After years of being told by consultants the state would never help the city build a reverse-osmosis water treatment plant, this month Tarpon Springs proved the experts wrong.
The governing board of the Southwest Florida Water Management District Board has approved a $20.1 million grant to help defray the cost of constructing the treatment plant, which will remove salt from well water, rendering it potable.
The estimated price tag of the plant is $45 million.
City Manager Ellen Posivach said the city was told not to apply for a grant because it was state policy not to fund local water projects that treat brackish well water.
The city applied for a grant anyway, believing it could prove its case, Posivach said.

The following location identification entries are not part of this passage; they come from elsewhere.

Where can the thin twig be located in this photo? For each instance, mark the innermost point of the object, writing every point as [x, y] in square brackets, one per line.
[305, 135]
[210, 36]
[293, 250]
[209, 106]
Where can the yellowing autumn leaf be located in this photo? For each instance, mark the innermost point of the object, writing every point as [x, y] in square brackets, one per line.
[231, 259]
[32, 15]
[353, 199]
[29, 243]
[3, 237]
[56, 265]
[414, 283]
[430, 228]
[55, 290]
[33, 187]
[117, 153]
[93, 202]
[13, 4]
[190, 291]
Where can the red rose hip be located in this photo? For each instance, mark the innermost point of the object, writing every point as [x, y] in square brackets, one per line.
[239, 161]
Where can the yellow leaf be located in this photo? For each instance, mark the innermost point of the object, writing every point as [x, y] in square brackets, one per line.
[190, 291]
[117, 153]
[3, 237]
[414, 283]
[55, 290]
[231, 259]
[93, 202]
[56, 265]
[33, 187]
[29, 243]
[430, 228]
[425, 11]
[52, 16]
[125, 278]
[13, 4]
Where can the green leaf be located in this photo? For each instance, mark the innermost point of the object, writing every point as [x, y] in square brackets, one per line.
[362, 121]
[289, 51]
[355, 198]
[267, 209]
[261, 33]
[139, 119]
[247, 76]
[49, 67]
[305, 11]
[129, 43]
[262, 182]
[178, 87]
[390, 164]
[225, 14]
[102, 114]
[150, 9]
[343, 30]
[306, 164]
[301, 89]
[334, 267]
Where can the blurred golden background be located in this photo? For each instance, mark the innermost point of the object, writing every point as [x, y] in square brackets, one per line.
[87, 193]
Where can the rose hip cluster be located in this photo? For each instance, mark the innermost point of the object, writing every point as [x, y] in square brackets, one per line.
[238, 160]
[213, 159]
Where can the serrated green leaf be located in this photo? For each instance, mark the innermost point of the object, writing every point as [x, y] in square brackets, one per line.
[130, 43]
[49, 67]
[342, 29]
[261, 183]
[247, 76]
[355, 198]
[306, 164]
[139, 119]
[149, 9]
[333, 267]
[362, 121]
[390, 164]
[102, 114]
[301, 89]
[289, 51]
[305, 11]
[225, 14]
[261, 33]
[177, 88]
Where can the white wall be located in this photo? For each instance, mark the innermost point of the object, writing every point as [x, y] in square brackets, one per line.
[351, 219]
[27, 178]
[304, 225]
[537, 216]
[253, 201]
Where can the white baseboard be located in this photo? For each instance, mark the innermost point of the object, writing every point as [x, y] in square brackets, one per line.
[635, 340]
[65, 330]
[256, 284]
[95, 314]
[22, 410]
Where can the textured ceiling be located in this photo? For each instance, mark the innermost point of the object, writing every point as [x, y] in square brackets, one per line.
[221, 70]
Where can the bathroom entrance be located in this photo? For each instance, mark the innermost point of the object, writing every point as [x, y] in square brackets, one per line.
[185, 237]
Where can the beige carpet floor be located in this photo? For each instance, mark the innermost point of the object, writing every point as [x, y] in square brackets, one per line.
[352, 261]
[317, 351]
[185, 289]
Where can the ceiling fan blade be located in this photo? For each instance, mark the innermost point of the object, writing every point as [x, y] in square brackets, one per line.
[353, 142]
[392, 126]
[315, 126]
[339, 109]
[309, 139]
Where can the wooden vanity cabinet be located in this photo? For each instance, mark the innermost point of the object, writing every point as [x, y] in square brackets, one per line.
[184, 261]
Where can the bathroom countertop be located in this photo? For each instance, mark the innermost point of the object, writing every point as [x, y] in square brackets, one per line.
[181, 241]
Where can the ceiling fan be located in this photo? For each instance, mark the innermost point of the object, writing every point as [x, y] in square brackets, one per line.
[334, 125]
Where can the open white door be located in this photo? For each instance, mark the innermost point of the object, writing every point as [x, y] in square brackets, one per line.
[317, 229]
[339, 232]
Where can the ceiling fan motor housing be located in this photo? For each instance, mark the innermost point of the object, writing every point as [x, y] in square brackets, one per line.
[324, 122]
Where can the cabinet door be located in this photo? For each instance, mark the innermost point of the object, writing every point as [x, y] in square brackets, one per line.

Tarpon Springs wants to build the reverse-osmosis plant so it no longer has to buy water from Pinellas County Utilities. The city has little control over what it has to pay the county for water, local officials say.
In the end tenacity and professional persistence paid off, said Public Services Administrator Paul Smith, who has worked on the drinking-water project.
The grant will pay for about half the cost of the plant designed to produce 6.4 million gallons a day of fresh water. The city consumes about 5 mgd so a plant of that capacity would be able to meet an increase in demand.
The project is in the design, well testing and permitting stage.
The first glass of water should come from the tap in 2010.
To pay the rest of the construction cost of the water plant, the city is floating a bond issue. In a referendum 74 percent of city voters approved the bond debt.
With the SWFWMD grant, however, the city will be able to pay off the water plant bond issue sooner. This will save hundreds of thousands of dollars in interest, according to Posivach.
The city was lucky to have had Smith and Robert Robertson, a water plant civil engineer, present the city's case of the SWFWMD, grant, according to Posivach.
In 2004 the state Legislature approved a bill encouraging Florida's five water management districts to fund local water projects.
Posivach, Smith, Robertson and city commissioners made the case of the grant several times before the SWFWMD board and its area advisory panel, the Pinellas-Anclote Basin Board.
The city argued it would reduce the demand on the region's potable water supply if it could desalinate brackish well water.
The city ultimately won endorsements from the SWFWMD basin board and Tampa Bay Water, the Clearwater-based regional wholesale utility.
Tampa Bay Water supplies potable water to Pasco, Pinellas and Hillsborough counties and St. Petersburg, Tampa and New Port Richey.
According to Smith, a last-minute plea to the SWFWMD board from Posivach prompted the district to increase its grant to the city from $9.5 million to $20.1 million.